Expanding an existing business:
An EB-5 investor can also create a “new” business by expanding an existing one. Through this avenue, an EB-5 investor must either expand the net worth of an existing business or the number of employees by 40%. If an investor chooses to increase the number of employees, he/she could be required to create more than 10 jobs; the larger the number of existing employees, the more of a burden this becomes.
Multiple EB-5 investors can combine their money to invest in an enterprise. All investors must infuse the required amount into an enterprise and create at least 10 jobs each. All jobs created by a pooling arrangement will be distributed evenly among investors. For example, if there are 3 investors and only 21 jobs are created, this does not mean that 2 of the investors created 10 jobs each and the third investor only created one job. It means that all three investors created 7 jobs a piece.
General Requirements for Investing in a New Commercial Enterprise
Invest in or currently be in the process of investing at least $1,000,000. If this investment is made in a company located in a targeted employment area, the minimum investment is lowered to $500,000.
Must provide benefit to the U.S. economy in the form of goods and/or services.
Must create 10 full-time employment positions. If an investor chooses to expand an existing business’s workforce, he/she could be required to create more than 10 jobs.
Must be involved in the daily management of the company. Acceptable positions include acting as a corporate officer, board member, etc.
The definition of a troubled business is one that has existed for a minimum of 2 years. Furthermore, this business must have incurred a net loss for the 12 to 24 month period before you file Form I-526.
This loss must be equal to at least 20 percent of the business’s total net worth.
General Requirements for Investing in Troubled Businesses
§ Invest in or currently be in the process of investing $1,000,000, or $500,000 if the business is located in a TEA.
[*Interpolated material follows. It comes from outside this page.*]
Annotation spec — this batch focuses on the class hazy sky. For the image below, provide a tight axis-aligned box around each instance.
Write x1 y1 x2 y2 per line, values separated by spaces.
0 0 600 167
§ Maintain at least 10 jobs before you invested money for at least 2 years. This means that the investor must show that the number of existing employees in the troubled business is being or will be maintained at no less than the pre-investment level for a period of at least 2 years. This regulatory provision, while allowing job preservation in place of job creation, does not decrease the statutory numeric requirement. Ten jobs must be preserved, created or some combination of the two. For example, an investment in a troubled business that creates six qualifying jobs and preserves all four pre-investment jobs would satisfy the statutory and regulatory requirements.
§ Must be involved in the daily management of the company. Acceptable positions include acting as a corporate officer, board member, etc.
Regional Center Pilot Program
To encourage immigration through investment and to concentrate investment in specific regions, Congress directed USCIS to set aside 3,000 visas for people who invest in a designated “Regional Center Program.” A “Regional Center” is a designation granted by USCIS on the basis of a proposal for economic growth in the particular geographic area. Approximately 90-95% of EB-5 applications submitted to USCIS fall into this category. Originally, Congress set a date for the Regional Center Pilot Program to sunset in March 2009. However,that date has been extended several times, most recently until September 30, 2015.